Let's leave for another day the arcane B.S. that has grown up over inflation, such as the Phillips curve, the Non-Accelerating Inflation Rate of Unemployment -- NAIRU -- sometimes referred to as the natural rate of unemployment, Core Inflation v. Headline Inflation and so on and so on.

Let's just take a direct look at the inflation experience on its own terms. What is inflation? It is a generalized rise in the price level. Energy costs or upward pressure on wages from tight labor markets can push a broad range of prices up. Nothing is so effective in being universal, of course, across goods and services as the price of money -- the interest rate.

Leaving aside its effectiveness in curbing demand or any other consideration, you have to admit that increasing interest rates increases the costs of doing business. If costs are translated into prices -- as we at Demand Side suggest they often are -- then the Fed's tool for fighting inflation only exacerbates it, at least in the short run.

Other than those for energy, labor and money, it is hard to think of other prices which cause generalized inflation. Health care? Perhaps. But the experience of inflations has often been the experience of a single price rising and dragging others up. Like energy.

And as we mentioned, some prices escape notice by the CPI entirely. The great price rises in assets of the stock and housing bubbles are not suppressed by the Fed, but encouraged. Stocks and Housing led to enormous financial suffering, but the rise in their prices was hailed as wealth, prior to the crashes.

If those assets were included in the CPI, you can bet the Fed would have jacked up interest rates long before anything go out of hand. And we suspect it would have been effective in forestalling economic problems. As it happened, however, easy money stayed in place right through the bubbles and fueled the expansions. Likewise, the Fed's cheap money policy was right at hand for the Commodities Bubble.
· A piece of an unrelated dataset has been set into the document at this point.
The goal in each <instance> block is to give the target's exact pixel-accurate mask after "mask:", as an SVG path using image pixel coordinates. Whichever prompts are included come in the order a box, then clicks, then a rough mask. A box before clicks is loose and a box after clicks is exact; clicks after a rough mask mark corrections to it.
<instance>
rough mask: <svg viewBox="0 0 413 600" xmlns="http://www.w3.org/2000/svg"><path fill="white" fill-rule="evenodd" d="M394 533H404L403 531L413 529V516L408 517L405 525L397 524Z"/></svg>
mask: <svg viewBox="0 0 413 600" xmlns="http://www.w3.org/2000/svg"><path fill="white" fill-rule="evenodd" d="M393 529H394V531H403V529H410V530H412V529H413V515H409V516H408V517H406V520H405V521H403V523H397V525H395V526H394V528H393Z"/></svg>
Perhaps we should suggest this to Bernanke and Greenspan as an early warning system for bubbles. Both have expressed their inability to sense them in real time.

Other prices, like those for health care, have risen strongly and consistently and are included in inflation measures. But they are not -- or have not been until recently -- taken on their own terms. Instead, so long as wages and other costs can be squashed enough to make room, they are accepted.

And what of the price of labor? Once upon a time wages rose at levels above inflation. Inflation was simply calculated as wage increases minus productivity increases. This led to, of course, prosperity and strong growth. As demand side economics direct it to.

Now wages lag inflation, and productivity increases are collected in profits or pay other costs. Growth suffers and prosperity is absent.

So at a minimum, when you see the word inflation or deflation, think of prices. Do not think of a phenomenon that is consistent. The post-war inflation was caused by pent-up demand and lagging capacity. The guns and butter inflation was caused by full employment. The stagflation was caused by energy shocks in the real economy, as was the short-lived inflation of Bush I. The inflation of 2007-08 was a broad-based commodity price rise generated in financial markets.

What is ahead. Alarmists are pointing to inflation expectations grown by the Fed's aggressive easing. That is, the number of dollars is being multiplied so the dollars per good will increase. We point to the destruction of money by deleveraging, to the absence of empirical evidence, and to the likelihood that the financial sector will take the liquidity as it has in the past and play games in the markets.

It is a good thing that the much-maligned politicians are giving the real economy a little love with stimulus spending.

That's the inflation narrative, or more than one.